The September 2003 issue of Poetry has William Walden’s “A Posy of Love” which contains a section entitled “18th Century.” Since each section stands on its own as a whole poem, I am going to look at this section. In my previous analysis, I had not had the guidelines provided by my creative writing instructor, Toni Manning, and so went through as much detail as possible. Unfortunately, time restraints prevent me from being able to offer such detailed attention to every poem that I analyze for the class. So I will give the Rubric by which I will be looking at each poem. For each poem I will be answering as many as possible of the following questions, as well as looking at other things that particularly strike my interest or that I think will help me to improve myself as a poet, though not necessarily in that order:
- Describe the style of the poem?
- Who is the audience?
- What does the poem assume about the audience?
- What is the poems suggestion?
- What kind of poem is it? (i.e., narrative, descriptive, concrete, sound, formal)
- What is the best part of the poem?
- Where does it fail?
“18th Century” is, of course, formal verse, specifically, 4 rhyming couplets of iambic pentameter. It has an archaic feel to it due to words like wantonness, lechers, and unsullied, and to overpoetic contractions like o’ervault and am’rous. The archaisms are probably the part of the poem that least works for me. Although I am departing a little from my chosen text here, I will go further and say that the archaisms might have worked had the series, which has a poem for each of several centuries, progressed poem by poem through the diction of the centuries, eventually approaching modern diction in “19th century.” Instead it seems that “18th Century” is the only poem that makes use of such overt archaisms, while the rest use, at least, an essentially modern lexicon, if not a completely modern grammar.

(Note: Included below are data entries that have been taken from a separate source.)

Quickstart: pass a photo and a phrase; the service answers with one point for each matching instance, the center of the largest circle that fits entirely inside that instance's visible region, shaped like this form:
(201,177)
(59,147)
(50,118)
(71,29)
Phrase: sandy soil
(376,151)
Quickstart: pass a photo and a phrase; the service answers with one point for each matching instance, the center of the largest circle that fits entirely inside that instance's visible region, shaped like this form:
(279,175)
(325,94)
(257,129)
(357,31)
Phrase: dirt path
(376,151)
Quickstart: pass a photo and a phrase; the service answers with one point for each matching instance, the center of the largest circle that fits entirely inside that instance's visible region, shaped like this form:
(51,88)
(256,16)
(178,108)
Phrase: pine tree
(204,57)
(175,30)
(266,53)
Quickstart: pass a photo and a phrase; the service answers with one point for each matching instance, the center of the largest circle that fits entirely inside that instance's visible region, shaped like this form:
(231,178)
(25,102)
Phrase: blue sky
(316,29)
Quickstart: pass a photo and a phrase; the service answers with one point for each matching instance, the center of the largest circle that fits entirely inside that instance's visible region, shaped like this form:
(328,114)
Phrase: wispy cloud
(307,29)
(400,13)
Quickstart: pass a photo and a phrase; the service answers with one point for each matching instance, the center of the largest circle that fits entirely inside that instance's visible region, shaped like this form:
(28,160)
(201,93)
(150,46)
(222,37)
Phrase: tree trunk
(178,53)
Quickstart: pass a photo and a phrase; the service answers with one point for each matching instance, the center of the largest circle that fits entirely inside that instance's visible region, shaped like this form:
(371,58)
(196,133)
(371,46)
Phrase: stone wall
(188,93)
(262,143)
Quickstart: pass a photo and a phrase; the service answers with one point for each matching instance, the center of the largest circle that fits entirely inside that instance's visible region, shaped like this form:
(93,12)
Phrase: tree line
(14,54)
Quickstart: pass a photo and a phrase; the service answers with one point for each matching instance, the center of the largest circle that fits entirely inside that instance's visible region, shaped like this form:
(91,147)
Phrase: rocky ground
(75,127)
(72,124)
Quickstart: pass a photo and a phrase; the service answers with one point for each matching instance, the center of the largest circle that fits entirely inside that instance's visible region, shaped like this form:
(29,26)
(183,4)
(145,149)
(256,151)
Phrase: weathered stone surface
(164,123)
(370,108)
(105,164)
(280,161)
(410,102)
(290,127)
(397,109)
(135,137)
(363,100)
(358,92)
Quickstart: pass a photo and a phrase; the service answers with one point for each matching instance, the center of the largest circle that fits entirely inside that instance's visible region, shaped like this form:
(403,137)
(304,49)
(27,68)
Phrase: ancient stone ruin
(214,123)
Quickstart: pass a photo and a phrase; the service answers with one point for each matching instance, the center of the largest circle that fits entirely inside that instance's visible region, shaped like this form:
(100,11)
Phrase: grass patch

Well, that dead horse is thoroughly beaten, so lets talk instead about what does work. I think that the best part of the poem is the twist on the typical caution to maidens and lovers. Here we have a lecturer who suggests that the victim is more terrible than the foe and instead of letting the “ogling lechers” besmirch her virtue, will cause them to “flee in shame.” The images are delightful humorous, while at the same time injecting a serious note as well about the plight of womankind, who can be neither chaste nor unchaste without reproach.
It is obviously written for an educated audience (but what poetry isn’t these days), with its large vocabulary and archaisms. It expects a reader who is familiar enough with the history of fashions to be able to appreciate the predicament of the lady in question, and with it’s teasing and humorous approach to the issue seems likely to appeal more to a male than to a female audience.
I thoroughly enjoyed this piece, and hope to see more of Walden’s work appear on the pages of Poetry. Even the archaisms cannot detract from the overall pleasantness and craftiness of the piece.